Chef de Bande et aussi ex-agent de la CIA (comme Bongo et Mobutu avec lequel il s’est lié d’une amitié des plus intimes) placé à la tête de son pays, Eyadéma a fondé la légitimité de son pouvoir plus sur la Françafrique que sur les aspirations de ses concitoyens. Son parti, le RPT (Rassemblement du peuple togolais) est un grand bailleur de fonds privilégié du RPR (Rassemblement pour la République), le parti de Chirac. Remarquons en passant la similitude des sigles ! Quand ce parti s’est transformé en novembre 2002 en UMP (Union pour un mouvement populaire que de mauvaises langues ont traduit en « Unis pour manger le pouvoir »), le RPT a envoyé à son congrès fondateur son secrétaire général, Koffi Sama, qui cumulait alors cette fonction avec celle de Premier ministre de l’Etat bandit.
Autant la justice française sait se montrer courtoise à l’égard des hommes politiques, surtout lorsqu’ils sont mêlés aux crimes et délits françafricains, autant la justice bandite togolaise a une capacité extraordinaire d’adopter la posture des trois simiens face à la corruption et aux ignominies de la Bande et de son chef. Faut-il penser que, abonnés aux plus puissants fonctionnaires du numineux qu’ils échangent entre eux (géomanciens, marabouts, prêtres vaudous, etc.), l’un et l’autre jouissent de la baraka qui annihile la perspicacité et le rationalisme du personnel judiciaire soudainement frappé d’amnésie ? Le grand « Magicien » français, ainsi appelé pour sa connaissance supposée de l’Afrique et du Japon aux « Guignols de l’Info », est certainement un bon mime du grand « Baobab » (nom fort que s’est donné le chef de Bande togolais), cet arbre bourré de mystères ensorcelants des savanes africaines. Dans ce contexte, la « fin de l’impunité » prônée par Jacques Chirac lors de l’Exposition coloniale de février 2003 à Paris relève de la fumisterie et n’est pas pour demain.

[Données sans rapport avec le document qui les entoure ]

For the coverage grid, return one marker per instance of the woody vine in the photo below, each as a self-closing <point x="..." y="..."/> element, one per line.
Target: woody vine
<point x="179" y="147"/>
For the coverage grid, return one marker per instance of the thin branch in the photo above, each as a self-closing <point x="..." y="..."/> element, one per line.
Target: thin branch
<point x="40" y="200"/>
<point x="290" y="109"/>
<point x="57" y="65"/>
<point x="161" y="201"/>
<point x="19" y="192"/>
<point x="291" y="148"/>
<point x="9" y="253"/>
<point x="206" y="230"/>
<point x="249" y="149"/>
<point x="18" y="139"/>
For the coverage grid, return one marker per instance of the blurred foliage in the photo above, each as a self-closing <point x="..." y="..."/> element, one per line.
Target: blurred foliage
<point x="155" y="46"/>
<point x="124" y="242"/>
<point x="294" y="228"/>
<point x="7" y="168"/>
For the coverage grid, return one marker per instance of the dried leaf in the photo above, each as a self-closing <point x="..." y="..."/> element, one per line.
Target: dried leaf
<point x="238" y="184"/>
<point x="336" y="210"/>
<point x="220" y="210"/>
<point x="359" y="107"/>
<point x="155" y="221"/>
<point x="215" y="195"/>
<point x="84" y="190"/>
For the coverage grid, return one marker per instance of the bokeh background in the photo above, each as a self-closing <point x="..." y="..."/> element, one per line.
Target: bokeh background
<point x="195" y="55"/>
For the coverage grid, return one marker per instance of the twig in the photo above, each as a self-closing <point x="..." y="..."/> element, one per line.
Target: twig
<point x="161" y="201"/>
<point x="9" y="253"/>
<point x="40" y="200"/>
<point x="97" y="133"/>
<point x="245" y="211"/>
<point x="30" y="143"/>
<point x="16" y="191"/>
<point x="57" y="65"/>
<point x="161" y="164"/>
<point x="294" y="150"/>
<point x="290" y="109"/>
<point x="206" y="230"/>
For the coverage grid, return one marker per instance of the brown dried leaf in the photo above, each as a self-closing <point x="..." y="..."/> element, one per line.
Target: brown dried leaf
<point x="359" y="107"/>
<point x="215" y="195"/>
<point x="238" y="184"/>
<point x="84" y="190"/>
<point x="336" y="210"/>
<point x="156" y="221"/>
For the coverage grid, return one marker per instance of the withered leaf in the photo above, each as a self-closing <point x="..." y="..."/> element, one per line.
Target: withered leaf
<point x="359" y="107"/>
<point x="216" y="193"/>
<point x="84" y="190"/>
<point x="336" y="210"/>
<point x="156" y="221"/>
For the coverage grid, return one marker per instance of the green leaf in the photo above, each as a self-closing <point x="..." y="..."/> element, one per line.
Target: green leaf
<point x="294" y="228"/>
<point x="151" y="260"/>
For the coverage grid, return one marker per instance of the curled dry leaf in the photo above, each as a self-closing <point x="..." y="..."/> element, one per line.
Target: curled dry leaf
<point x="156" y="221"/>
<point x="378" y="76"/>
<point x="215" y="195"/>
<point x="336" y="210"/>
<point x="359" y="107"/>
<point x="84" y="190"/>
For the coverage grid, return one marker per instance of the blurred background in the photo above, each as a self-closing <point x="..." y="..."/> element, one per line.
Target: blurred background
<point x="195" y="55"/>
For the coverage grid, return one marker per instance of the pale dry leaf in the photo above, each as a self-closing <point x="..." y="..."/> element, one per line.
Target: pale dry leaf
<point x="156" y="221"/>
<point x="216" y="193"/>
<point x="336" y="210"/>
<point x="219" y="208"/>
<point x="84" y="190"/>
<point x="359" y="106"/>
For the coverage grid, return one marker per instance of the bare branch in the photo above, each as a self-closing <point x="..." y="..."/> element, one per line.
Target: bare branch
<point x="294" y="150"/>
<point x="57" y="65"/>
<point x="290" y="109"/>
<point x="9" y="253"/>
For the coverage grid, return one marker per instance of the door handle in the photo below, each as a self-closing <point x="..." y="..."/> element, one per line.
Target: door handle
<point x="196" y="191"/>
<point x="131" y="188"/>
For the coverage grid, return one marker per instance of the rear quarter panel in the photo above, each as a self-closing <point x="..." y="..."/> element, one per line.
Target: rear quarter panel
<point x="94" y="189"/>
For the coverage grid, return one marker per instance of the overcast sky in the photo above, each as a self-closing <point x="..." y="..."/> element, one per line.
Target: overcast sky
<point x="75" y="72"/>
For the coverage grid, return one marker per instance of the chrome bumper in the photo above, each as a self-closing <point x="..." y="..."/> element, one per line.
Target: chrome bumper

Une même idée de gouvernance affligeante pour l’Afrique

Entre Jacques Chirac et son ami Eyadéma ont existé très tôt une entente et un accord béton sur le mode de gestion de l’Afrique, et plus précisément du Togo. Présent à Lomé le 13 janvier 1971 pour commémorer l’assassinat de Sylvanus Olympio, Jacques Foccart déclarait enthousiaste : « Nous sommes pleinement satisfaits de la façon dont le général Eyadéma gère les affaires du Togo » (Politique-Hebdo du 25 mars 1971). Le 12 novembre 2003, le discours n’a pas vraiment changé au Quai d’Orsay en écoutant ce bureaucrate des lieux, pourtant grand connaisseur de la « politique africaine » de son pays :
« Le Togo est un pays stable dans la sous-région. C’est un bon point pour nous qu’il faut préserver. Regardez, la Côte d’Ivoire est en crise. Nous essayons de nous en sortir en demandant à Kofi Annan de prendre le dossier en main. La Centrafrique risque aussi d’imploser. Alors nous ne pouvons pas permettre d’ouvrir un front de crise avec le Togo. Eyadéma gère bien son pays. Il n’y a pas de problèmes majeurs. On évoque les droits de l’homme, mais leurs violations ne sont pas aussi massives qu’on nous le dit. Il y a quelques violations, pas très graves, qu’on monte en épingle. Amnesty International est là pour ça. L’opposition est divisée, elle n’est pas unie. Elle est incapable de s’entendre et de parler d’une même voix. Si Gilchrist Olympio vient au pouvoir, il cherchera à se venger de son père. L’amitié entre Chirac et Eyadéma, oui, mais elle n’est pas déterminante pour expliquer la situation politique du Togo. On parle de corruption, il est difficile de nier cela. Mais elle n’est pas aussi importante que cela. Il en existe partout d’ailleurs comme chez nous aussi. L’Union européenne doit-elle continuer à maintenir sa sanction ? Cela a assez duré et n’est pas efficace. Les populations togolaises souffrent. Il faut lever ces sanctions. Ce n’est pas la meilleure façon d’amener la démocratie dans ce pays… ».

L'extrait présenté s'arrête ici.